Court Opinion

ID: 4223105
Source: CourtListenerOpinion
Date Created: 2017-11-22 16:13:16.913052+00
Date Added: 2024-06-11T14:26:36.677816
License: Public Domain

Matter of Alan U. v Mandy V. (2017 NY Slip Op 08227)

Matter of Alan U. v Mandy V.

2017 NY Slip Op 08227

Decided on November 22, 2017

Appellate Division, Third Department

Published by New York State Law Reporting Bureau pursuant to Judiciary Law § 431.

This opinion is uncorrected and subject to revision before publication in the Official Reports.

Decided and Entered: November 22, 2017

523393

[*1]In the Matter of ALAN U., Appellant,
vMANDY ., Respondent.

Calendar Date: October 12, 2017

Before: McCarthy, J.P., Egan Jr., Lynch, Rose and Rumsey, JJ.

Renee J. Albaugh, Hamden, for appellant.
Larisa Obolensky, Delhi, for respondent.
Alena E. Van Tull, Binghamton, attorney for the children.

Rumsey, J.

MEMORANDUM AND ORDER
Appeal from an order of the Family Court of Broome County (Connerton, J.), entered June 22, 2016, which dismissed petitioner's application, in a proceeding pursuant to Family Ct Act article 6, to modify a prior order of visitation.
Petitioner (hereinafter the father) and respondent (hereinafter the mother) are the parents of two children (born in 2002 and 2007). In 2013, an order was entered that awarded the mother sole custody of both children and permitted the father to apply for visitation upon completing certain requirements specified in the order. In February 2015, the father commenced a modification proceeding seeking visitation with the younger child.

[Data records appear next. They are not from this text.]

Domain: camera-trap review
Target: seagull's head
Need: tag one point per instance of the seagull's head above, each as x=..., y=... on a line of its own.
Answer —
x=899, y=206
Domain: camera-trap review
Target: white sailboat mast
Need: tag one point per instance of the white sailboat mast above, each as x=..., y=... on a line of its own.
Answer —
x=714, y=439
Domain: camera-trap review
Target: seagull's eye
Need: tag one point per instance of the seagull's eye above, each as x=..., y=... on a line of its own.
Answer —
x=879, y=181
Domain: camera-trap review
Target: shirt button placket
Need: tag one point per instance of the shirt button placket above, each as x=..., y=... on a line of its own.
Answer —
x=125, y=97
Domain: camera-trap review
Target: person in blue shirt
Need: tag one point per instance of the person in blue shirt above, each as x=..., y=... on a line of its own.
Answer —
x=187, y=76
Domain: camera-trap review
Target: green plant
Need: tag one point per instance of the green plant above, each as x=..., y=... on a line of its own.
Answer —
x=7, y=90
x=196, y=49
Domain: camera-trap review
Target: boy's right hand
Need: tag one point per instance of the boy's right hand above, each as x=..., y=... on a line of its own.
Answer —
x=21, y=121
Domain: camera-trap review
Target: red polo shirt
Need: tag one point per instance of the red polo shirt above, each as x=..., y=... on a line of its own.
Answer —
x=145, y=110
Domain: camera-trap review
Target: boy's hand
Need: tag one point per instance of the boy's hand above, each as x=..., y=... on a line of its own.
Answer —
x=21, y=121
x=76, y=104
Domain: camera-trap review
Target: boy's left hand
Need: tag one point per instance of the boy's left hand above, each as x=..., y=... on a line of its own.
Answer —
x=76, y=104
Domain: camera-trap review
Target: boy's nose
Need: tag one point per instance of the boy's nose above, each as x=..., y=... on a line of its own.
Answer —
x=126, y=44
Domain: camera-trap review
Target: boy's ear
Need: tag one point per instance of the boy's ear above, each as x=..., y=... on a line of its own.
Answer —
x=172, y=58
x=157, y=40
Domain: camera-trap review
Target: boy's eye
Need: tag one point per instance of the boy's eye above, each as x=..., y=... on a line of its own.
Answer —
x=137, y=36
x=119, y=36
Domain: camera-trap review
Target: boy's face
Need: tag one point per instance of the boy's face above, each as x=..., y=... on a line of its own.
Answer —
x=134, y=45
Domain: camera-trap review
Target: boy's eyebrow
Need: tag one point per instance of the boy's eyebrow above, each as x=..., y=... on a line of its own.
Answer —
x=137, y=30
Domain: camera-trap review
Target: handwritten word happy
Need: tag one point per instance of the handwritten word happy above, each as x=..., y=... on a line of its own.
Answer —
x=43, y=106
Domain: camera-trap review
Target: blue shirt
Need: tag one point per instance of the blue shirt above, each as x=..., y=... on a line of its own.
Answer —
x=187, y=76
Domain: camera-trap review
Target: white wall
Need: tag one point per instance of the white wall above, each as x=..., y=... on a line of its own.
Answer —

In September 2015, after a fact-finding hearing and a Lincoln hearing, Family Court found that the father had not seen
the younger child since 2011 and awarded the father one supervised visit of one hour each month. We affirmed that order (Matter of Alan U. v Mandy V., 146 AD3d 1186 [2017]). In November 2015, after having had one supervised visit with the younger child pursuant to the September 2015 order, the father commenced this modification proceeding seeking "[l]onger visitation with [the] mother providing supervision." During the hearing, after the close of the father's proof and while the mother was in the process of presenting her evidence, Family Court dismissed the petition, concluding that the father did not prove the allegations of the petition. The father appeals.
We affirm. "As the party seeking modification, it was the father's burden to first demonstrate a change in circumstances since the entry of the prior order to warrant the court [*2]undertaking a best interests analysis in the first instance" (Matter of Alan U. v Mandy V., 146 AD3d at 1187 [internal quotation marks and citation omitted]). In the petition, the father alleged that the change in circumstances consisted of the child being more responsive to him than she had been previously, the mother agreeing that the father should have more frequent visitation that she would be willing to supervise and the mother's termination of her relationship with her live-in boyfriend.
At the hearing, the father restricted his proof to evidence supporting his claim that the child was more responsive to him, specifically adducing testimony regarding four visits, including three postpetition visits. Although Family Court properly allowed testimony regarding all four visits, only testimony regarding the single prepetition visit may be considered when determining whether the father demonstrated a change in circumstances (see Matter of Hamilton v Anderson, 143 AD3d 1086, 1088 [2016]). The father called Margaret Hanson, who supervised the father's visits with the younger child. She testified that the first meeting — the only prepetition meeting — took place at a fast-food restaurant in November 2015. Hanson further testified that the interaction between the father and the child was normal and cordial, but also noted that the child seemed more interested in playing than in visiting with the father. The father testified only that the visit went "[r]eally well." Such allegations, even when fully credited, do not constitute a change in circumstances that would permit the court to proceed to a best interests analysis, because they are based on a single visit that occurred after a four-year absence (see Matter of Lowe v Bonelli, 129 AD3d 1135, 1136 [2015]). Thus, the petition was properly dismissed.
McCarthy, J.P., Egan Jr., Lynch and Rose, JJ., concur.
ORDERED that the order is affirmed, without costs.